Onlangs deed Dirck van Duivenbode, een collega, de boodschappen voor mij. Of althans, hij schonk mij een boodschappentas vol met oude Koimagazines. Geen KOI of Koiwijzer, maar het bleken allemaal buitenlandse bladen te zijn uit de periode 2003 tot 2009. Een flinke stapel, bestaande uit de Engelse bladen Koi Carp Magazine, Koi Keepers en de Engelstalige versie van het ZNA blad Nichirin, zorgt zo weer voor een leuke bron van informatie aangaande onze mooie hobby. In de mei 2004-uitgave van de Nichirin vond ik zo een artikel over het ontstaan van de Doitsu-goi. Zie hier een samenvatting van dat artikel, aangevuld met een paar voorbeelden van Doitsu-goi van nu.

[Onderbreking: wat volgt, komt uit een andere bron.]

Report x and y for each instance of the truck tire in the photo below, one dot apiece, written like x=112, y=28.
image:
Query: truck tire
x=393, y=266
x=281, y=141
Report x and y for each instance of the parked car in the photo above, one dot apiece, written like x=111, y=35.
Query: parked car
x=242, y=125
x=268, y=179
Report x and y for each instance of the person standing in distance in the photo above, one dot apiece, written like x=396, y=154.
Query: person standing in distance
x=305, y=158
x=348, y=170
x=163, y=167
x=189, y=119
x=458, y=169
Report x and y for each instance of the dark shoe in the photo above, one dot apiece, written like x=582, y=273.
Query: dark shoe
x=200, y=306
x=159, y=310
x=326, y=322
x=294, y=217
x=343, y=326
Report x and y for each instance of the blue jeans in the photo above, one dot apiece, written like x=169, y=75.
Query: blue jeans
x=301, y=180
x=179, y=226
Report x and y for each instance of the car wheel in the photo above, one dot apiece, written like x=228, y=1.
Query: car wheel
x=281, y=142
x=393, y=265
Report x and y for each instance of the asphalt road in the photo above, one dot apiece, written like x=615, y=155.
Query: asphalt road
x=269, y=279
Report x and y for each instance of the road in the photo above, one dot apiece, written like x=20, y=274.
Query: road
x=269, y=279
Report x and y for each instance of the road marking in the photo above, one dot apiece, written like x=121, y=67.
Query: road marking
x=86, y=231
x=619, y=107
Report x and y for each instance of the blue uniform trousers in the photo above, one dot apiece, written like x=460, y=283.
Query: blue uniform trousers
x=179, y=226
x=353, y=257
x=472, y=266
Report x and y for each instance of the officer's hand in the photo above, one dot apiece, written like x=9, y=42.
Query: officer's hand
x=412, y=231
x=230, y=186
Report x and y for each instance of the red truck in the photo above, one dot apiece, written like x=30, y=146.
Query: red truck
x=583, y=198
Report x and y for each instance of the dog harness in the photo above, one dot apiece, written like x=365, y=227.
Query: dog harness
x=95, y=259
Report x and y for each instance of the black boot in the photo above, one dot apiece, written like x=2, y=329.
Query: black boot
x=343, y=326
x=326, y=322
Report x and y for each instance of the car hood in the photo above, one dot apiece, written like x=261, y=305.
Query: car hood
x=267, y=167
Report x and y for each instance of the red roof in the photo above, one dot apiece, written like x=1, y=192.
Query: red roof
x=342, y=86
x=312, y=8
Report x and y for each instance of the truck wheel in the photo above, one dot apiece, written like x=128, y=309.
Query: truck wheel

Een stukje historie: Zoals bij de meesten wel bekend, komt de Japanse term Doitsu van de Duitse karper die we hier ook kennen als de spiegelkarper. De spiegelkarper werd in 1904 in Japan geïmporteerd om gekweekt te worden als consumptievis. Dr. Kichigoro Akiyama, docent op het Tokyo Visserij College, slaagde erin de spiegelkarper te kruisen met een Asagi–sanke waarbij een nieuwe variëteit Nishikigoi ontstond; de Shusui.
Hij had over zijn gehele rug een tattoo met een voorstelling van negen draken.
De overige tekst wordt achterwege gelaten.